WikiLeaks Says NSA Spied On 2 French Finance Ministers, Top French Companies
Just days after WikiLeaks revealed that the National Security Agency (NSA) had spied on three successive French presidents between 2006 and 2012, the whistleblower website accused the U.S. spy agency of wiretapping the communications of two successive French finance ministers and some of the country’s largest companies.
According to the latest documents, François Baroin and Pierre Moscovici, who headed the finance ministry between 2011 and 2014, were targeted by the NSA. French companies such as BNP Paribas, AXA, Credit Agricole, Peugeot, Renault, Total SA and Orange SA were among those spied on.
“The documents make clear that the NSA has been tasked with obtaining intelligence on all aspects of the French economy, from government policy, diplomacy, banking and participation in international bodies to infrastructural development, business practices and trade activities,” WikiLeaks said, in a statement released Monday.
Late on Monday, French newspaper Liberation reported, citing WikiLeaks, that at least 100 French companies, including almost all companies listed on the country’s benchmark stock market index CAC 40 -- whose “activities are considered strategic for the nation” -- were eavesdropped on.
“The United States has been conducting economic espionage against France for more than a decade. Not only has it spied on the French Finance Minister, it has ordered the interception of every French company contract or negotiation valued at more than $200 million,” WikiLeaks founder Julian Assange said in the statement.

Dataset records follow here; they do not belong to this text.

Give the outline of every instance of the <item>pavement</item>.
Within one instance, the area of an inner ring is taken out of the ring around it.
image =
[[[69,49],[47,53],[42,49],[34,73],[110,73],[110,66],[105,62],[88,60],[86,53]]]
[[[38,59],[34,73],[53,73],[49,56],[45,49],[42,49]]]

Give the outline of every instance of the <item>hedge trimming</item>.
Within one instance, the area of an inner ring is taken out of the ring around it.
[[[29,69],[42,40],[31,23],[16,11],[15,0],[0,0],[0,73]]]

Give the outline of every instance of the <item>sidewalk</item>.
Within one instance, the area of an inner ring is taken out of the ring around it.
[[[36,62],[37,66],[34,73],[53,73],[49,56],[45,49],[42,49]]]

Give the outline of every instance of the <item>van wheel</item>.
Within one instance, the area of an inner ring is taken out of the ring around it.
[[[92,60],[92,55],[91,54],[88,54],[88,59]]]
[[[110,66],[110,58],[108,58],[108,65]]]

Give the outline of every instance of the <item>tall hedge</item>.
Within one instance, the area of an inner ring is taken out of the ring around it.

Additionally, deliberations within the French government over its policies on the World Trade Organization, the Trans-Pacific Partnership Agreement, the G7 and the G20, the 2013 French budget and the involvement of French companies in the “oil for food” program in Iraq during the 1990s, were tracked by the NSA.
“The United States not only uses the results of this spying itself, but swaps these intercepts with the United Kingdom,” Assange alleged.
Last week, after documents revealed “unacceptable” spying by the NSA, U.S. President Barack Obama reportedly promised that the country was abiding by its commitment to not spy on the French president and its other allies. So far, the U.S. government has not responded to the latest claims by WikiLeaks.